LIVRO: "Autobiografia Não Autorizada"



LIVRO: “Autobiografia Não Autorizada”,
de Dulce Maria Cardoso
Ed. Tinta-da-china, Junho de 2021


“A minha mãe faz hoje 80 anos. Quando fala do seu nascimento refere que a Segunda Guerra Mundial começou nesse ano e eu sinto-me tentada a reconhecer nessa coincidência um sinal dos muitos tumultos por que a sua vida passou, mas a minha mãe, bastante mais capaz do que eu para tratar sofrimentos, não se detém em comparações despropositadas, O importante é seguir em frente, garante, desembaraçada do passado. E eu sempre tão enrodilhada nele.”

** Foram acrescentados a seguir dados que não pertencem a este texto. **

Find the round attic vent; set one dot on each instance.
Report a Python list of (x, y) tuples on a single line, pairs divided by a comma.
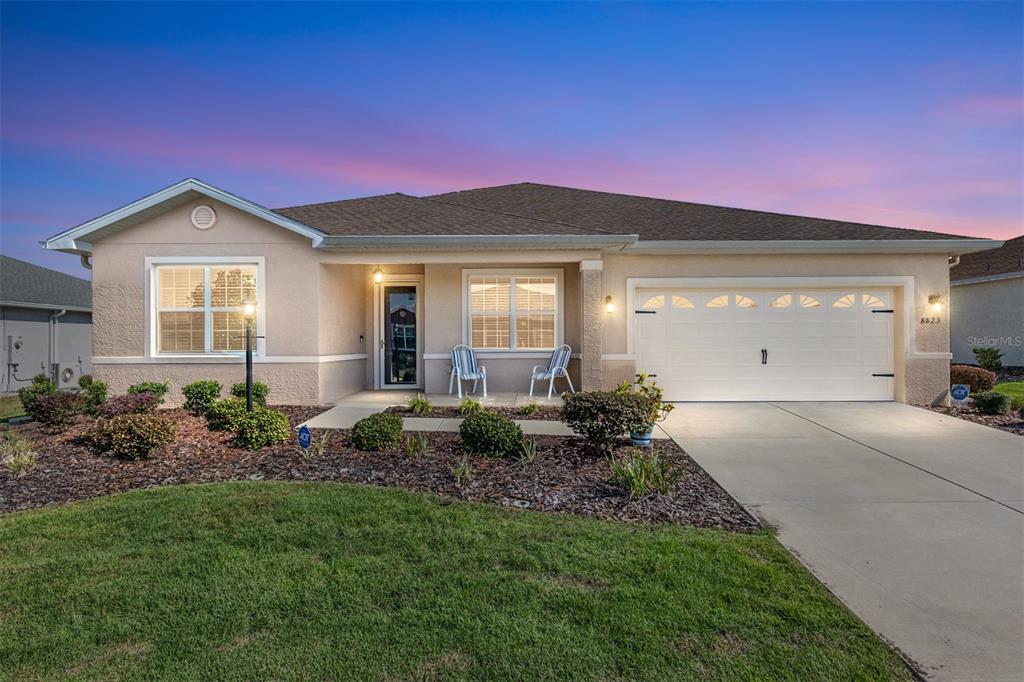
[(204, 217)]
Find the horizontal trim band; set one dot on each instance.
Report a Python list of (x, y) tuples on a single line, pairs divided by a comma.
[(226, 359)]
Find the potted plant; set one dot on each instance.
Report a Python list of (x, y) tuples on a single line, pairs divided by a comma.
[(646, 387)]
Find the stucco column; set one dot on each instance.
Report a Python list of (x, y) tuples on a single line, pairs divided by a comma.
[(593, 318)]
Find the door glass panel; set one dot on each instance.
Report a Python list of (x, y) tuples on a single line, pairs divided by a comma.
[(399, 335)]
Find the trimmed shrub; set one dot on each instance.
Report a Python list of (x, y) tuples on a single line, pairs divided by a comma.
[(225, 415), (975, 377), (157, 388), (56, 411), (41, 385), (132, 436), (262, 427), (469, 406), (200, 395), (377, 432), (93, 393), (492, 434), (989, 358), (990, 402), (419, 405), (603, 417), (136, 403), (260, 391)]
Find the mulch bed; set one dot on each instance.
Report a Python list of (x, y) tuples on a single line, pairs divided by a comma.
[(545, 413), (1012, 422), (565, 477)]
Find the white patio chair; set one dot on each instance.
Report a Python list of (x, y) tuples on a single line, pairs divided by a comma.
[(464, 368), (558, 366)]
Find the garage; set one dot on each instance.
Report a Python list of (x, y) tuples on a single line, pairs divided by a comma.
[(777, 344)]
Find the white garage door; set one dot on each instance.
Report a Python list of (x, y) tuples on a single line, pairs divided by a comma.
[(767, 345)]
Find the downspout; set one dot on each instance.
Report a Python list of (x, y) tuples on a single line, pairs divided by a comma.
[(54, 339)]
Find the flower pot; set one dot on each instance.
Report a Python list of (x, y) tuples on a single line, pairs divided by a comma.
[(642, 438)]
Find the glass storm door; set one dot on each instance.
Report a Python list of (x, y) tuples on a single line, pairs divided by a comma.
[(399, 340)]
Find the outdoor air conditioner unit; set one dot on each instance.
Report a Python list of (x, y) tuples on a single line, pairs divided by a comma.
[(66, 376)]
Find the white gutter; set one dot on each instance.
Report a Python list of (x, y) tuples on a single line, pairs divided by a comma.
[(987, 278), (73, 240), (811, 246), (475, 241)]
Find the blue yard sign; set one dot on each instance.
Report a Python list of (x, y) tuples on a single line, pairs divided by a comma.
[(960, 392)]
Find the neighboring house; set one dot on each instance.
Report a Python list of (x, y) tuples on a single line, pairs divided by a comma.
[(45, 325), (986, 303), (719, 303)]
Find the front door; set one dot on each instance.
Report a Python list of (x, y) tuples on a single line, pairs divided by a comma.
[(399, 335)]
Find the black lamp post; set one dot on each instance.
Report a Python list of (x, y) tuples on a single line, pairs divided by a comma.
[(249, 311)]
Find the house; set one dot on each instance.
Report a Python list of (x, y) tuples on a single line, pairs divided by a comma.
[(45, 325), (986, 303), (718, 303)]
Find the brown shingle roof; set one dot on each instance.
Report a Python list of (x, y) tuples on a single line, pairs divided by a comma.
[(666, 219), (1008, 258), (400, 214)]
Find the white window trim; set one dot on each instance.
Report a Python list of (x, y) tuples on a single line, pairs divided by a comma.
[(559, 275), (152, 264)]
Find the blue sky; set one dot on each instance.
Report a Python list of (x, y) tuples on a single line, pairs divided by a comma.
[(898, 114)]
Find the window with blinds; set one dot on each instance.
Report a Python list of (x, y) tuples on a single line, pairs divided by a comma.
[(513, 312), (199, 307)]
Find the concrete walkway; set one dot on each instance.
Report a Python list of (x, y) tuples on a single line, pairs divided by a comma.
[(912, 518)]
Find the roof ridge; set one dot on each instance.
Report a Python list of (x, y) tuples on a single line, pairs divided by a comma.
[(716, 206), (521, 217)]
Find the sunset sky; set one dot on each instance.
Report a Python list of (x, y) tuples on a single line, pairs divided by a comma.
[(907, 115)]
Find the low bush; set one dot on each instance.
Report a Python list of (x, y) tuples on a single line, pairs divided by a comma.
[(225, 415), (41, 385), (200, 395), (93, 394), (641, 473), (469, 406), (975, 377), (419, 405), (16, 454), (260, 391), (989, 358), (262, 427), (529, 409), (603, 417), (157, 388), (135, 403), (377, 432), (492, 434), (990, 402), (56, 411), (132, 436)]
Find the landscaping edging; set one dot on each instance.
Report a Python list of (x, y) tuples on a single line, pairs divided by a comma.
[(566, 477)]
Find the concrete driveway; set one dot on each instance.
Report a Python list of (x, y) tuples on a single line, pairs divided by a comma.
[(912, 518)]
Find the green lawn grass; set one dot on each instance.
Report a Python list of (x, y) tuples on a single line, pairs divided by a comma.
[(1014, 389), (10, 406), (321, 581)]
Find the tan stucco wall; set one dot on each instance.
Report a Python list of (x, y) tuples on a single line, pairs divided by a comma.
[(987, 313), (918, 380)]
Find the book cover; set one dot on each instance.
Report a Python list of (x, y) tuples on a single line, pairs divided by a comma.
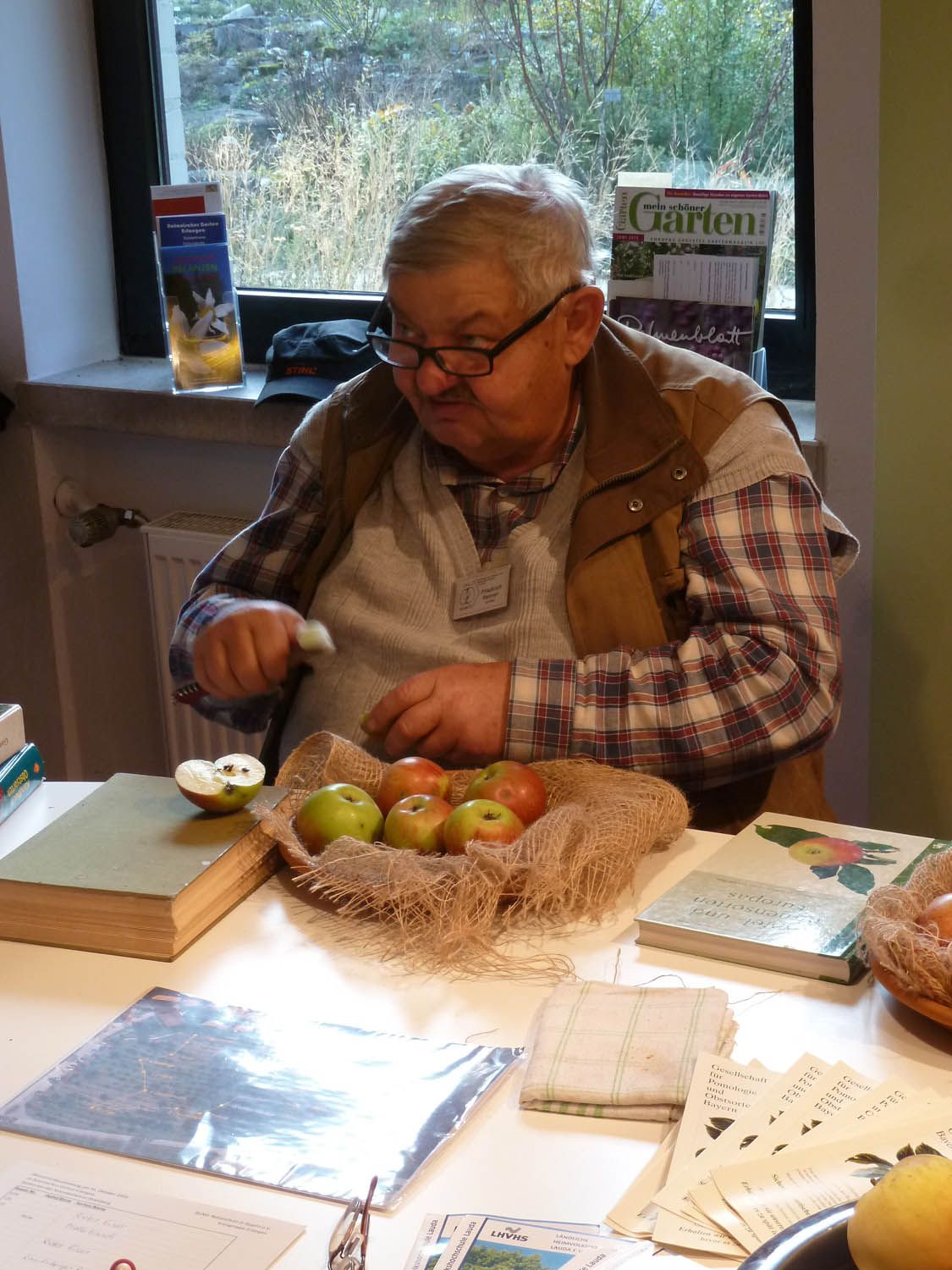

“Autobiografia Não Autorizada” reúne um conjunto de crónicas que Dulce Maria Cardoso assina periodicamente na revista “Visão”. Nelas, a autora assume o papel de personagem maior, falando sobretudo de si, das suas vivências, das suas memórias, de uma infância feliz passada em Luanda. Do regresso precipitado a um Portugal de murais coloridos a gritar revoluções e palavras de ordem como “faxismo nunca +”. Das enormes dificuldades desses tempos do “retorno”. Dos avós em Carrazeda de Ansiães, do frio, dos pontos que acrescentava aos contos que inventava e que lhe trouxeram a certeza de um dia vir a ser escritora. Ainda de uma residência literária numa pequena cidade alemã, de uma passagem pela Urgência do Santa Maria com a pulseira amarela, de uma tentativa de violação de que foi alvo menina ainda, das limitações que tendem a eternizar-se no actual estado pandémico.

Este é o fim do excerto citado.